When the patient is a child, the provider must inform both the patient and the parent. At The Children’s Hospital at Montefiore Medical Center in Bronx, NY, nurses are in the room with the family as the attending physician gives the news. This approach reinforces the team concept, and all the clinicians know what has transpired. Often a child-life specialist will stay with the child while the providers talk separately with the parents.

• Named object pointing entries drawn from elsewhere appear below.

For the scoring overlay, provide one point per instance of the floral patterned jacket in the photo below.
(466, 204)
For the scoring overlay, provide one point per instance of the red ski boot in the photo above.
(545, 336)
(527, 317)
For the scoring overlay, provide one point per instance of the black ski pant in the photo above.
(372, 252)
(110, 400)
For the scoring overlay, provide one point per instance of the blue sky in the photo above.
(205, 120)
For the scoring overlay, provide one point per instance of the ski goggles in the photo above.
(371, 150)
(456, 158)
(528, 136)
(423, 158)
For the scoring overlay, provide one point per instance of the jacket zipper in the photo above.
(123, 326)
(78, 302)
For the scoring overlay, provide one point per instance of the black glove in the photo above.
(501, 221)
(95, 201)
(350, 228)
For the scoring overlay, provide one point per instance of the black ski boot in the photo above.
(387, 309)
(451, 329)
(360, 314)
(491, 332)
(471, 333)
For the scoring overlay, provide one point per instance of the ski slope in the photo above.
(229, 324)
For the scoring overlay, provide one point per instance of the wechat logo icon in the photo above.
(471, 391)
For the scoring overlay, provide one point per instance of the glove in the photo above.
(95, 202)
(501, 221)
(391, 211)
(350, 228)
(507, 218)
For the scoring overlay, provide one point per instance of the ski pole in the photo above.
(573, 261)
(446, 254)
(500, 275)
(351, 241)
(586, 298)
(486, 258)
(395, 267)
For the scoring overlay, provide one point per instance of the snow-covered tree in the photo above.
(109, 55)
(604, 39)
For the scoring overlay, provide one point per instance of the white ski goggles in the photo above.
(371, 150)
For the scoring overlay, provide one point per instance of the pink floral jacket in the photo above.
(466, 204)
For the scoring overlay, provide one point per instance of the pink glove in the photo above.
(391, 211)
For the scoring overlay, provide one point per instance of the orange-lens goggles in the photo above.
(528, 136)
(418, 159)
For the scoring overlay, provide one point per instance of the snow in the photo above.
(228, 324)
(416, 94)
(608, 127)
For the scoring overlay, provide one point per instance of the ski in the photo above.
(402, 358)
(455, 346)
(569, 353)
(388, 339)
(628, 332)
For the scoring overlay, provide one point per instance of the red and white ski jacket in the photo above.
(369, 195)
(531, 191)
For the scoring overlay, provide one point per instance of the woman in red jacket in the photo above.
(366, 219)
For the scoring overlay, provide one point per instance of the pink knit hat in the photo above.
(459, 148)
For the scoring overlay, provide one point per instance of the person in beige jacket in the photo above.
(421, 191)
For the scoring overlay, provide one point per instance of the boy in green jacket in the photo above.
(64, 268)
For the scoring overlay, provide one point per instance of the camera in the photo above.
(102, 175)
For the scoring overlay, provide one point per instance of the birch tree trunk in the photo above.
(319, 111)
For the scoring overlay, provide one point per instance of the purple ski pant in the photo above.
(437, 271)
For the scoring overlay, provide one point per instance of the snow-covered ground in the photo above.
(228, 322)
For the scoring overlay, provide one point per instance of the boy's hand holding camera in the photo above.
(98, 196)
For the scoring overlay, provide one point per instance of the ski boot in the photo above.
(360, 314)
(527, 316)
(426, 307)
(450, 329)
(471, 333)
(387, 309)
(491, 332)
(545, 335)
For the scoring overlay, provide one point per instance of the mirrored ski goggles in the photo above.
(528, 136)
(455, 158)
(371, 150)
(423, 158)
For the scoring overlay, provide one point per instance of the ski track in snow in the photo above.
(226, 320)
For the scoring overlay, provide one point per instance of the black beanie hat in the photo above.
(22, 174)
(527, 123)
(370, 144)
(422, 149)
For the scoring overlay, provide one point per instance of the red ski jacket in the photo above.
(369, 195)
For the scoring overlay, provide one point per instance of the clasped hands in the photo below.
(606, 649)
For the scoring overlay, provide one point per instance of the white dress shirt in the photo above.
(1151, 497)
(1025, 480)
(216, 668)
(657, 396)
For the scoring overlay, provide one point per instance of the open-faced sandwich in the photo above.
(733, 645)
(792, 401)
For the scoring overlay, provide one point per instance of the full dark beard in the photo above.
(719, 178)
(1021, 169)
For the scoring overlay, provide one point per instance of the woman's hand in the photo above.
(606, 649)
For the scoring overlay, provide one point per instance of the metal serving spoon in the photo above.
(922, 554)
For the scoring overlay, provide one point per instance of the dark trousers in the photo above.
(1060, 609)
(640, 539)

“The parents can be a little more open with how they are feeling and with questions they wouldn’t want to ask in front of the child,” offers Joan O’Hanlon Curry, ANM, CPNP, CPON, administrative nurse manager of outpatient pediatric hematology/oncology at Montefiore. Parents more than children, she says, get that “deer-in-the-headlights” look. At that point, Ms Curry will schedule another visit to discuss testing, treatment, and “softer issues,” such as symptom management, school, and treatment logistics.

“The most important thing is to reassure them that they are not alone,” Ms Curry says. “That’s your biggest job as a nurse—to make this as tolerable as possible, for the family and the patient.”


Nurses often encourage patients to call them with questions and allow them to serve as a resource. For many patients, just knowing the nurse is there and can offer guidance throughout testing and treatment is reassuring.

Cancer patients “are alive and need to be treated like they are alive and going to have a life,” Ms Houlahan says. “Give them hope. It may not be hope for long-term survival, but it can be hope for control or comfort care and that they will never be abandoned.” ONA

Debra Wood is a medical writer in Orlando, Florida.